For a good article about despair see: "There's Something Terribly Wrong: Americans Are Dying Young at Alarming Rates," Joel Achenbach, Washington Post, Nov. 26, 2019
For dying newspapers see: "A Hedge Fund's 'Mercenary' Strategy: Buy Newspapers, Slash Jobs, Sell the Buildings," Jonathan O'Connell and Emma Brown, Washington Post, Feb. 11, 2019.


The Canadian Angle:
   North of the border, people are also dying of despair and many of our local newspapers are deader than the parrot in the Monty Python sketch.
   The first instance I found of the phrase "Deaths of Despair" is in this headline which appeared on The Canadian Press website back in the summer of 2016: "Deaths of Despair: Overdoses, Drinking, Suicides Hit Whites," by Mike Stobbe on June 3. (As a very caustic aside, some people who are non-white, of indeterminate gender, or in the higher income levels, have suggested that the culling of a cohort of poor white males is not a bad thing!)
   The most recent issue of "Canada's National Magazine," Maclean's (May 2020) has a full page ad which begins with a question in very large type: "HAS THE PRESCRIPTION OPIOID CRISIS AFFECTED YOU OR SOMEONE YOU KNOW? And, locally, if you search for information about class actions and opioids in Canada, you will find Siskinds. The cover of that issue of Maclean's consists of the headline, in very large type, "HOW DOES THIS END?, which is referring to the CORONAVIRUS, but it could refer to the other crises as well.
   I do not recall when our local paper, the London Free Press, died. I do recall that the publisher of the Davidson Leader out in Saskatchewan had an essay contest, the prize of which was the Davidson Leader, and the entry fee was $1 (and that would be a Canadian $ which is now worth about 12 cents.)
   The "News Deserts" are not just in Saskatchewan. For more on that subject see: For the U.S., the University of North Carolina.  For Canada see: Ryerson University.
    The problem of the loss of local news was recognized in Canada a few years ago and a large sum was promised: See: "Ottawa Bolsters Struggling Media With $600M in Tax Measures," The Canadian Press, November 21, 2018. There may now be more immediate concerns.

Factlet? You were expecting Factoid?

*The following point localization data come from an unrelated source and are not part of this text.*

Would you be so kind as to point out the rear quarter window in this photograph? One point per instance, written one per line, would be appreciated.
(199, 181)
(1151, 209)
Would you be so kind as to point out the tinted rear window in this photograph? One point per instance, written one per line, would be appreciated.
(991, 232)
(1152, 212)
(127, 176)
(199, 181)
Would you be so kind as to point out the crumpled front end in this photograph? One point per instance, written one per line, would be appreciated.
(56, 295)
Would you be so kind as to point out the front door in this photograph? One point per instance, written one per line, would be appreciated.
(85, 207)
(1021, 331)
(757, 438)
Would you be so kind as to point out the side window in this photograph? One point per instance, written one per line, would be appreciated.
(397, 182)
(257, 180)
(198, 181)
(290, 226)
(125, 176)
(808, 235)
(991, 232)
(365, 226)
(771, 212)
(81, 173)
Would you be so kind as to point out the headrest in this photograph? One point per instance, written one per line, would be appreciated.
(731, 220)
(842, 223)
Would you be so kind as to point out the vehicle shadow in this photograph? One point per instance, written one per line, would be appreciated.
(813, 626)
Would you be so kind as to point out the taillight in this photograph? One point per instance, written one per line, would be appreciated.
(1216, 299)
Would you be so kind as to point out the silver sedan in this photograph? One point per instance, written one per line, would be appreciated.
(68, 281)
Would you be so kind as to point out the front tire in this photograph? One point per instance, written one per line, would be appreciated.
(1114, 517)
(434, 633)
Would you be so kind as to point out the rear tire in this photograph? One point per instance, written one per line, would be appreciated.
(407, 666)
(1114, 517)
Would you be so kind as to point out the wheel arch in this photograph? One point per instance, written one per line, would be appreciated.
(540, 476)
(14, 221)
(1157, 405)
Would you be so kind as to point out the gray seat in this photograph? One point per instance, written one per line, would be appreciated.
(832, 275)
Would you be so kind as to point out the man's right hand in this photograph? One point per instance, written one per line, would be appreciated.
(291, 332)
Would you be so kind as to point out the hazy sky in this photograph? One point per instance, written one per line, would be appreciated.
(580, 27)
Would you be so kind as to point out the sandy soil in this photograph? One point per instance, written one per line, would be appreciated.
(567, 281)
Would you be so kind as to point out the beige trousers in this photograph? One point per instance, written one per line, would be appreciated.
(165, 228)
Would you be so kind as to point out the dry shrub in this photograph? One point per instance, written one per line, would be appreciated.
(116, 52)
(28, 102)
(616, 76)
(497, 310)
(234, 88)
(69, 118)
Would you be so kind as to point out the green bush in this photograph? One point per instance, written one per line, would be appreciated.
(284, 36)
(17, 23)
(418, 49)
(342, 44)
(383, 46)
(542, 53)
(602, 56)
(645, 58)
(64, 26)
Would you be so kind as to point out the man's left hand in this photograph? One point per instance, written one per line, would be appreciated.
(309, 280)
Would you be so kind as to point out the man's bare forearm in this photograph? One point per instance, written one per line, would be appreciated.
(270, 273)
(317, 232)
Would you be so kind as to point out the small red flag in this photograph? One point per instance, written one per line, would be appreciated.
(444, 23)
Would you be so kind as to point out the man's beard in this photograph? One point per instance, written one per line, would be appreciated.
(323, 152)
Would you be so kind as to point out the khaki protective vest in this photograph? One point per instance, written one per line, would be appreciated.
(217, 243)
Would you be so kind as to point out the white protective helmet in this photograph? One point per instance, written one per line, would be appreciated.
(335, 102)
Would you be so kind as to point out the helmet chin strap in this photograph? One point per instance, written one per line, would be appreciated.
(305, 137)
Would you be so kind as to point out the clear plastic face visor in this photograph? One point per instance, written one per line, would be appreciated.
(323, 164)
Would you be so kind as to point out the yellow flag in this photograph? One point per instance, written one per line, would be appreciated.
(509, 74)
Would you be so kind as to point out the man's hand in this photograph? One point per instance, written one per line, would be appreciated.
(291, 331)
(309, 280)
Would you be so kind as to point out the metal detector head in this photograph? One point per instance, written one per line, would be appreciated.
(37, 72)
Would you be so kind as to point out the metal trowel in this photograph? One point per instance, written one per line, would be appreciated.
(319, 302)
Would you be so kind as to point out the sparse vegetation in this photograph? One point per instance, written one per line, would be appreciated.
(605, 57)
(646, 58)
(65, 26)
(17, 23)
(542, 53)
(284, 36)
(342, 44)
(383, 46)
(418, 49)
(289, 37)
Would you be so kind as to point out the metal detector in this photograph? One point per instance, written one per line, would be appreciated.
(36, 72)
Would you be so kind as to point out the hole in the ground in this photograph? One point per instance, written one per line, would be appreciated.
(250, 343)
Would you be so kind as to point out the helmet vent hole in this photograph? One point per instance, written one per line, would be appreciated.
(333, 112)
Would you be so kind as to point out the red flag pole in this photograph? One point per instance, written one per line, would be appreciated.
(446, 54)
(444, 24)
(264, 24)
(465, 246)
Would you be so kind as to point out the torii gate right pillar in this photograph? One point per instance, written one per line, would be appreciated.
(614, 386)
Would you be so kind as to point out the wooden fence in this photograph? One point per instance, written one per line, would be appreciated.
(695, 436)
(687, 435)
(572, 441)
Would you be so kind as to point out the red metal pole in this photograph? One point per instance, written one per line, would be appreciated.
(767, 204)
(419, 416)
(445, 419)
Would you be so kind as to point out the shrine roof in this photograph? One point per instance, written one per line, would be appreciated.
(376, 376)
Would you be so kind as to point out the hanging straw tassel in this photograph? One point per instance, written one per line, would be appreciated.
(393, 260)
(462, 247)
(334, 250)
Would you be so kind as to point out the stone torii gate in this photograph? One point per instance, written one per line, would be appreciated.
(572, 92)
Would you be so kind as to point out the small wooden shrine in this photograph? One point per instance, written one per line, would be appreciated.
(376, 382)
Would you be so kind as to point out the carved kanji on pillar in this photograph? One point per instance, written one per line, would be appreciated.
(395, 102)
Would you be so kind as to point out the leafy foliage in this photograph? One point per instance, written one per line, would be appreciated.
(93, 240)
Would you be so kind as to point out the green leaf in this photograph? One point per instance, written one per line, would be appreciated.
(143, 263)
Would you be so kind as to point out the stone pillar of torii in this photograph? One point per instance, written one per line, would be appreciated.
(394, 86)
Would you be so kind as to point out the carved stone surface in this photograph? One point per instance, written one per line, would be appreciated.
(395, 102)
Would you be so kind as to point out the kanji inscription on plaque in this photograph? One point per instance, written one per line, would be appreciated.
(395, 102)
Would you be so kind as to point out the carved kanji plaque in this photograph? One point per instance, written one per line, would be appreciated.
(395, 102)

For the important distinction see Factlet (1) - What's a Gee-Gee? 

Bonus Material:
In one of the pieces there is quote about the dying papers: "There is a morbid joke in this business: Every time we print an obituary, we lose another subscriber."
Remember when a good local newspaper motto would have been: "The job of the newspaper is to comfort the afflicted and afflict the comfortable."
This appears under the masthead of the Washington Post: "Democracy Dies in Darkness."